A new record high number of 84% of Americans now disapprove of Congress, with the 13% that approve tying the all-time low record, according to a new poll released from Gallup on Tuesday. The numbers reflect the sentiments of the country following Congress and President Obama reaching an agreement to raise the debt ceiling.
The 13% that say approve of Congress tied the all-time low approval in December 2010, Gallup reports.
When the last poll was conducted asking Americans how they rated the job approval of Congress early last month, 18% said that they approved with 77% saying they disapproved.
When Gallup asked how they approved of congress by political ideology, an overwhelming 86% of Independents say they disapprove, while only 9% say they approve. Those polled say that 15% approve of the Democrats and 17% approve of the Republicans. 83% say they disapprove of the Democrats and 81% say they disapprove of the Republicans, respectively.
However, in a poll released just last Friday, August 12, 51% of those polled say if the 2012 election were held today, they would vote for a Democratic candidate, while 44% say they’d vote for a Republican.

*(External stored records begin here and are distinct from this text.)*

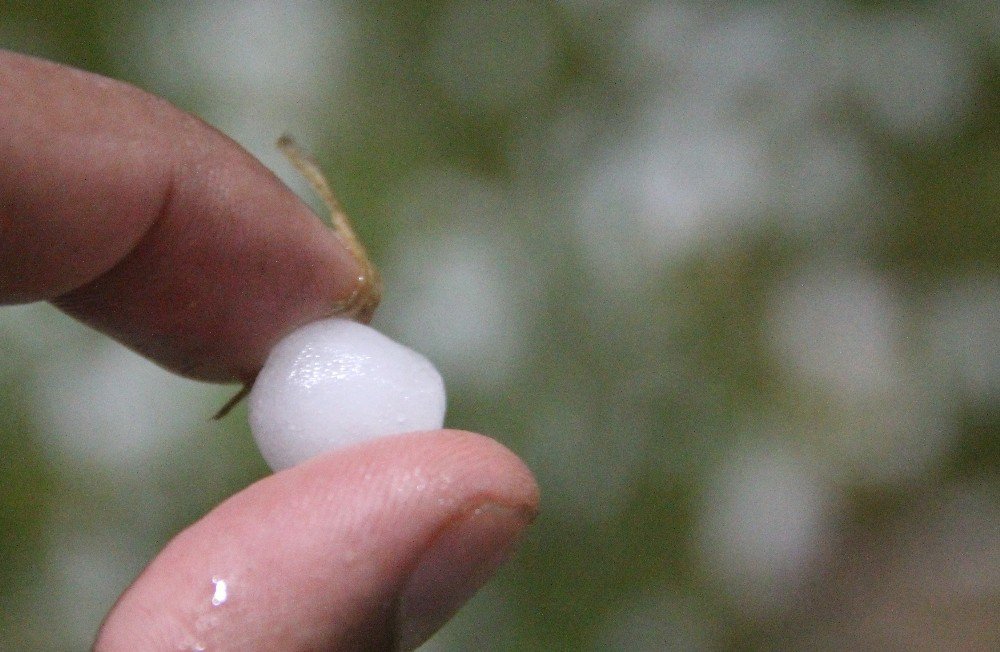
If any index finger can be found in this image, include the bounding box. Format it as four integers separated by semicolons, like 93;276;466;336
0;51;359;381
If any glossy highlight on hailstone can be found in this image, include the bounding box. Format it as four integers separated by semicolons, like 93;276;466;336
248;318;445;471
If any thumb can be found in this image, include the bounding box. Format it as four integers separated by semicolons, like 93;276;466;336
95;431;538;651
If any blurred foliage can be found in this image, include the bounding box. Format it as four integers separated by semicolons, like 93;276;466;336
0;2;1000;650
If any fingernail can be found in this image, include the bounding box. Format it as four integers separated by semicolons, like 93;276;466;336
397;503;534;650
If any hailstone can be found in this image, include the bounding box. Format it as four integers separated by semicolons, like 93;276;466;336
248;317;445;471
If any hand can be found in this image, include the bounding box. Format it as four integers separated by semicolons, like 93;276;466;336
0;51;538;650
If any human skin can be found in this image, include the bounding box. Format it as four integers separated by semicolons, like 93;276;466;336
0;51;538;650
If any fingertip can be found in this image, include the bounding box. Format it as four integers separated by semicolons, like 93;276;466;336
98;431;538;650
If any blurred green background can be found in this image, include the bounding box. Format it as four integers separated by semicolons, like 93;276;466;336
0;0;1000;650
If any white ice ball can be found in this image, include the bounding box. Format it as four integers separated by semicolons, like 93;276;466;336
249;318;445;471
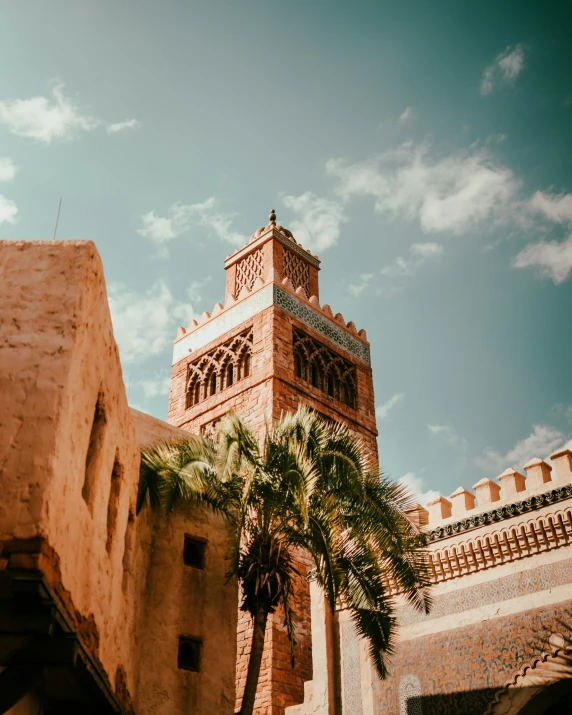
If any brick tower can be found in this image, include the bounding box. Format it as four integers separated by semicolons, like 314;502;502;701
168;210;377;715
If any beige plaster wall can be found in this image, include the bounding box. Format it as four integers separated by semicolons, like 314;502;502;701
0;241;237;715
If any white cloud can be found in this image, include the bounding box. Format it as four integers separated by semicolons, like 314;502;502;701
427;424;468;449
398;472;439;506
137;376;171;397
512;233;572;285
348;273;375;298
106;119;140;134
380;243;443;278
375;392;405;420
282;191;347;252
138;196;248;255
0;156;16;181
475;425;564;474
109;281;196;365
0;83;99;144
481;45;524;95
399;107;413;124
326;142;519;234
0;194;18;225
528;191;572;223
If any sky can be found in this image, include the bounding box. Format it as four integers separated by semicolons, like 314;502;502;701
0;0;572;501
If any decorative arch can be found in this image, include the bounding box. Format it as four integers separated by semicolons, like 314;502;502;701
485;633;572;715
185;328;252;409
293;328;357;409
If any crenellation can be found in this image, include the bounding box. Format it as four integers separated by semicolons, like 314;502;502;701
524;458;552;489
498;469;526;501
550;448;572;485
449;487;475;518
473;477;500;507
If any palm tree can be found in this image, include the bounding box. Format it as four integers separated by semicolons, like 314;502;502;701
137;408;430;715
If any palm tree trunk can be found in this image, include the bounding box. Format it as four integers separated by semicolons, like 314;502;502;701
239;608;268;715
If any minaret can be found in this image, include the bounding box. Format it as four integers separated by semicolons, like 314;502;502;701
167;209;377;715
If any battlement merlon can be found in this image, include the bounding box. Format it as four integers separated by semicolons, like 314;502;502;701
408;448;572;533
173;211;370;365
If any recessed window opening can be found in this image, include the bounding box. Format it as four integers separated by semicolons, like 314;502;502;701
242;353;250;377
177;636;203;673
210;372;216;395
183;535;207;569
105;450;123;553
81;392;107;508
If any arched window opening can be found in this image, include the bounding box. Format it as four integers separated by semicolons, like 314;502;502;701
310;362;320;387
328;373;335;397
294;354;302;377
293;328;357;409
185;328;252;409
209;372;217;395
242;353;250;377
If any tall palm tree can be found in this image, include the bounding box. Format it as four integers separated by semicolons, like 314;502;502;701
137;408;430;715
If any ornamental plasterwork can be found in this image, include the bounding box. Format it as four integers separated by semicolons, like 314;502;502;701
234;248;264;295
282;248;310;298
274;284;371;365
427;484;572;541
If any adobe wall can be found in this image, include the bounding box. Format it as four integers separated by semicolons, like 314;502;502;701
0;241;237;715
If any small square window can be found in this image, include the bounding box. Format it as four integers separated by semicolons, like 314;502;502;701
177;636;203;673
183;536;207;569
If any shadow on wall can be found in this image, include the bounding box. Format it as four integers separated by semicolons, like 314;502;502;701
401;679;572;715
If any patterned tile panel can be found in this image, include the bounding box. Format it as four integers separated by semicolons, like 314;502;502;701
274;285;371;365
399;559;572;626
374;601;572;715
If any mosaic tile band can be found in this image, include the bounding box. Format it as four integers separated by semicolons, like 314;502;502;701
274;284;371;365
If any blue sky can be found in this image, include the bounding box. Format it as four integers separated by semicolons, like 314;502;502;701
0;0;572;504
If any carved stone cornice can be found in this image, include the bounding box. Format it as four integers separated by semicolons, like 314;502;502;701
425;484;572;543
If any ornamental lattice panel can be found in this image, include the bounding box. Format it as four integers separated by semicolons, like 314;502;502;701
235;248;264;296
283;248;310;298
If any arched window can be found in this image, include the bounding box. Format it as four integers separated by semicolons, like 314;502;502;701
310;362;320;387
209;372;217;395
241;353;250;377
328;372;336;397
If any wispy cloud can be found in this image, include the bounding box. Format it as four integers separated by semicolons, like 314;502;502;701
399;107;413;124
0;156;18;226
282;191;347;253
106;119;141;134
138;196;248;255
512;233;572;285
375;392;405;420
0;82;100;144
348;273;375;298
475;425;565;474
137;375;171;398
427;424;469;449
380;243;444;278
481;45;524;95
109;281;196;364
326;142;519;234
0;156;17;181
527;191;572;223
398;472;439;506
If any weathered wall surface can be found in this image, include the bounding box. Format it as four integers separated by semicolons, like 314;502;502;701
0;242;236;715
287;450;572;715
168;225;377;715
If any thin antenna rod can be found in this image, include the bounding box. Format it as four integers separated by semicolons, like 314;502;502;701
53;196;62;241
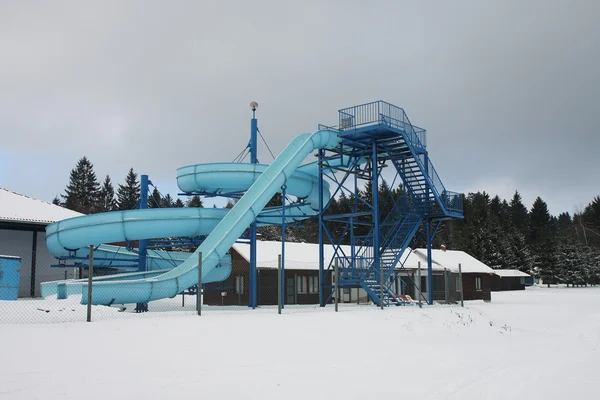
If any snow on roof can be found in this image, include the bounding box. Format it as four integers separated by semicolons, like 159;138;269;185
415;249;494;274
232;240;452;271
232;240;350;270
0;188;83;225
400;247;452;271
494;269;531;278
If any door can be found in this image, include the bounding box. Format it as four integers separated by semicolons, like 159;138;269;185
285;275;296;304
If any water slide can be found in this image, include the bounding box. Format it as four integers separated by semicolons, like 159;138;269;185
42;130;340;304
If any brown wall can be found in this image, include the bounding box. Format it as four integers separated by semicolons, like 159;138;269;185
203;250;331;306
463;273;492;301
203;250;250;306
492;275;525;292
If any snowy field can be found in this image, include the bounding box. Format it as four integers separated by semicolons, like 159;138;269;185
0;288;600;400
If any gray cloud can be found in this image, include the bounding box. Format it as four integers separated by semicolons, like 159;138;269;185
0;1;600;213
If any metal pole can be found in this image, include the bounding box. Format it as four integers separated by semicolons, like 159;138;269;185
371;141;383;310
318;149;325;307
196;252;202;315
444;268;450;304
249;101;258;309
29;231;37;297
425;220;433;305
138;175;149;272
280;185;287;308
458;263;465;307
417;261;423;308
277;254;281;314
333;257;340;312
87;245;94;322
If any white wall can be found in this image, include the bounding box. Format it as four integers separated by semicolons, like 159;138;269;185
0;229;73;297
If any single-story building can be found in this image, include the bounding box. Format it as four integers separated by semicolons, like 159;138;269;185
203;240;340;305
395;248;459;302
0;188;82;297
492;269;531;292
415;249;494;301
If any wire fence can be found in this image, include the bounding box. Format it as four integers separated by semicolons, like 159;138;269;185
0;252;466;324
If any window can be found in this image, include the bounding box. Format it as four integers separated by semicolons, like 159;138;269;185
235;275;244;294
308;276;319;294
296;276;308;294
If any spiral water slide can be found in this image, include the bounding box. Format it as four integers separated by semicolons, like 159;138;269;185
42;130;341;304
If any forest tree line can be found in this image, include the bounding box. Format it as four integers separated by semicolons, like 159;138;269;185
53;157;600;285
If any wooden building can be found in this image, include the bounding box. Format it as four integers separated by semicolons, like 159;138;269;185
415;249;494;301
203;240;340;306
492;269;531;292
0;188;83;297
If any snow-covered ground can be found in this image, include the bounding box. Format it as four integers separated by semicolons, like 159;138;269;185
0;288;600;399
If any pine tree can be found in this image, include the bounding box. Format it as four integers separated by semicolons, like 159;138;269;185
148;186;162;208
527;197;562;285
97;175;117;212
185;195;204;208
174;199;185;208
160;193;175;208
510;191;529;234
117;168;140;210
62;157;100;214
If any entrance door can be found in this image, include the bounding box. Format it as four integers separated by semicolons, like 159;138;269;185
285;276;296;304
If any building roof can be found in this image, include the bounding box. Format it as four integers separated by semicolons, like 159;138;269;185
494;269;531;278
232;240;350;270
400;247;452;271
232;240;452;271
0;188;83;225
415;249;494;274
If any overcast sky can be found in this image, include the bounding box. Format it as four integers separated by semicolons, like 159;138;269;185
0;0;600;214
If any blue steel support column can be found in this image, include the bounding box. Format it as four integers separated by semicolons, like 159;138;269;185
371;141;383;307
279;185;287;308
249;102;258;308
425;219;433;305
138;175;149;272
318;150;325;307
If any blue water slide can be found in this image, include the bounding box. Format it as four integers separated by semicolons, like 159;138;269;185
42;130;340;304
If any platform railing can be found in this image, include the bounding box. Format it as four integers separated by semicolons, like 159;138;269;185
337;101;427;147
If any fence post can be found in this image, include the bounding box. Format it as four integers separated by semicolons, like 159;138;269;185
417;261;423;308
87;245;94;322
277;254;281;314
444;268;450;304
196;252;202;315
458;263;465;307
379;259;384;310
333;257;340;312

Gallup said the results mean that the Democrats may be “better positioned today to win seats in the 2012 congressional elections than it was leading up to the midterms that resulted in its loss of 63 House seats and majority control”. They note, however, that that the advantage of the Democrats wasn’t as strong as 2006 when they won back control of the House and Senate, or in 2008 when now-President Obama helped maintain it.
A majority of those polled also reacted negatively toward the Tea Party, with 42% saying that an endorsement by the Tea Party would make them less likely to vote for a candidate, and 23% saying that they would view the endorsement favorably. Amongst Republicans polled, 44% said that a Tea Party endorsement would make them more likely to vote for the candidate, with 42% saying it wouldn’t make a difference. 66% of Democrats, however, say a Tea Party endorsement would make them less likely to vote for the candidate.
“To re-establish a more favorable positioning with voters, the Republican Party will have to deal carefully with the national Tea Party movement,” Gallup said. “While most Republicans say Tea Party endorsements either make no difference to their vote or increase their likelihood of supporting a candidate, at this point the effect on the all-important independent vote is more negative than positive.”